こうした読みの背景には「雇用の大穴」がある。イエレン米財務長官は3月、公式統計で6%程度の失業率は、コロナ禍による雇用市場からの退出などを考慮すれば「実質的には10%程度」という認識を示した。確かに物価や賃金が継続して上昇する状況は遠い。FRBのパウエル議長も「完全雇用までゼロ金利を続ける」と明言している。
とはいえ、市場の警戒感はなお根強い。米バンク・オブ・アメリカの4月の機関投資家調査では、テール・リスク(確率は低いが現実になると影響が大きいリスク)として、「債券市場の波乱(テーパー・タントラム)」と「インフレ」を挙げる回答者がそれぞれ3割に上った。
SMBC日興証券のチーフエコノミスト牧野潤一氏は「夏場以降、米国の物価と金利の上昇リスクが一段と高まる局面が来そうだ」と危惧する。経済の正常化と大型の財政支出の相乗効果で想定以上に雇用が急回復してサービス価格が上がり、中期的に米長期金利を2.5%超に押し上げる可能性があるとみる。
一方、長い目でみれば、政策のインパクトは限定的との見方もある。BNPパリバ証券の河野龍太郎チーフエコノミストは「財政支出を拡大し続けることはできず、どこかで『崖』が来る。需要サイドから金利やインフレの居所を恒常的に押し上げるのは難しい」と話す。

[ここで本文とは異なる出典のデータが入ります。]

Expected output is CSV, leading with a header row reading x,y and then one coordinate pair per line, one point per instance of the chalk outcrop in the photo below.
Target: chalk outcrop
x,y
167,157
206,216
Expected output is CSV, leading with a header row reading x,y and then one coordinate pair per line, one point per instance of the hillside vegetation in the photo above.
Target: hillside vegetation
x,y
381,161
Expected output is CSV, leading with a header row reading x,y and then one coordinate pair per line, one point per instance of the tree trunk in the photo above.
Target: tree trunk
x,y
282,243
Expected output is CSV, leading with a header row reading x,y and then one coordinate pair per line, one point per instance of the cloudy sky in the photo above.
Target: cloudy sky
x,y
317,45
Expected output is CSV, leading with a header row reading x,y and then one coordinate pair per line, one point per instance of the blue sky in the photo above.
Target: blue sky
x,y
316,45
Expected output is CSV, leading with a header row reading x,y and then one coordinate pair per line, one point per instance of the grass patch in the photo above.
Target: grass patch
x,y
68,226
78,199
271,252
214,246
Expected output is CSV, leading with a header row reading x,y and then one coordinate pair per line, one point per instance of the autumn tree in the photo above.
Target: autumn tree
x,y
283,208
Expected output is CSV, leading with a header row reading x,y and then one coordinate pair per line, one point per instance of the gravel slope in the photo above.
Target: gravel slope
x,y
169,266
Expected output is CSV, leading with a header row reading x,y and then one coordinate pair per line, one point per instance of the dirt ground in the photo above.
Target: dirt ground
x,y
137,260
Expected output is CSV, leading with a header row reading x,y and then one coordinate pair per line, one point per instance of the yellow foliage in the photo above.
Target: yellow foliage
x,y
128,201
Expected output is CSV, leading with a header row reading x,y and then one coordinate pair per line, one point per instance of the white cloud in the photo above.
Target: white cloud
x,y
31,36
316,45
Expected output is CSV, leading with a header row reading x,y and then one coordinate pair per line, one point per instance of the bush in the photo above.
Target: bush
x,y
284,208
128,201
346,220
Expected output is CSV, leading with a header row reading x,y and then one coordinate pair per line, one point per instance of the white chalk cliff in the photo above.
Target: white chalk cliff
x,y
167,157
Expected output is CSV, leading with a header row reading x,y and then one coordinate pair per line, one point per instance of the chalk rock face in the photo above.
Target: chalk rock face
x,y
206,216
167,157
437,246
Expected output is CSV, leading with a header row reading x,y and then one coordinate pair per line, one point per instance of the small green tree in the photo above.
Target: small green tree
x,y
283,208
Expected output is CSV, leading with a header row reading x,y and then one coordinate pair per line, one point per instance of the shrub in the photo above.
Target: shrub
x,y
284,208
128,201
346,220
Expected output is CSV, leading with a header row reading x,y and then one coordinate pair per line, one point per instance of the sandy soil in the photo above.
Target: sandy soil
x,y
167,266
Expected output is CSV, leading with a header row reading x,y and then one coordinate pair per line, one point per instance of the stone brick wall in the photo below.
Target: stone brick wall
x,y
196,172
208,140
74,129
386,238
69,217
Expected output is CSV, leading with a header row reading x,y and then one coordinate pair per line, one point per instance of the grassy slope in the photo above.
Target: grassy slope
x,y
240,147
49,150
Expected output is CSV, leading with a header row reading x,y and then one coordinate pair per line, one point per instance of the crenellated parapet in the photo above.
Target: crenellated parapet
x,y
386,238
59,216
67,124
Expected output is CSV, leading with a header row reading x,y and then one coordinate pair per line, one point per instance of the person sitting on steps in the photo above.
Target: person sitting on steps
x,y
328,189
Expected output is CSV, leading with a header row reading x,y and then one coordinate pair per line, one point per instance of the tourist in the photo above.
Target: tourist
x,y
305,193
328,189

コロナ前から進んでいた米国の低金利・低インフレ傾向は「格差拡大による富裕層の過剰貯蓄とイノベーションによる生産性向上のダークサイドであり、そうした経済構造は温存される」(河野氏)という見立てだ。
FRBのパウエル議長は「完全雇用までゼロ金利を続ける」と明言する=ロイター
新型コロナ危機以降、経済とマーケットは未曽有の視界不良の中にある。インフレの行方も見えない状況が続く。
確かなのは、ワクチン接種同様に出遅れ気味の日本では実感しにくいが、最上流の商品相場を含め、すでにインフレ第1波は到来していることだ。
理想のシナリオは「高成長・高インフレ」から「安定成長・適度のインフレ」への移行、いわゆるゴルディロックス(適温)経済の再来だろう。だが、危機と各国の財政・金融政策が作り出した波の高さを考えれば、軟着陸は至難の業だ。
この先には「海図無き荒海」が待っていると覚悟しておいた方が良さそうだ。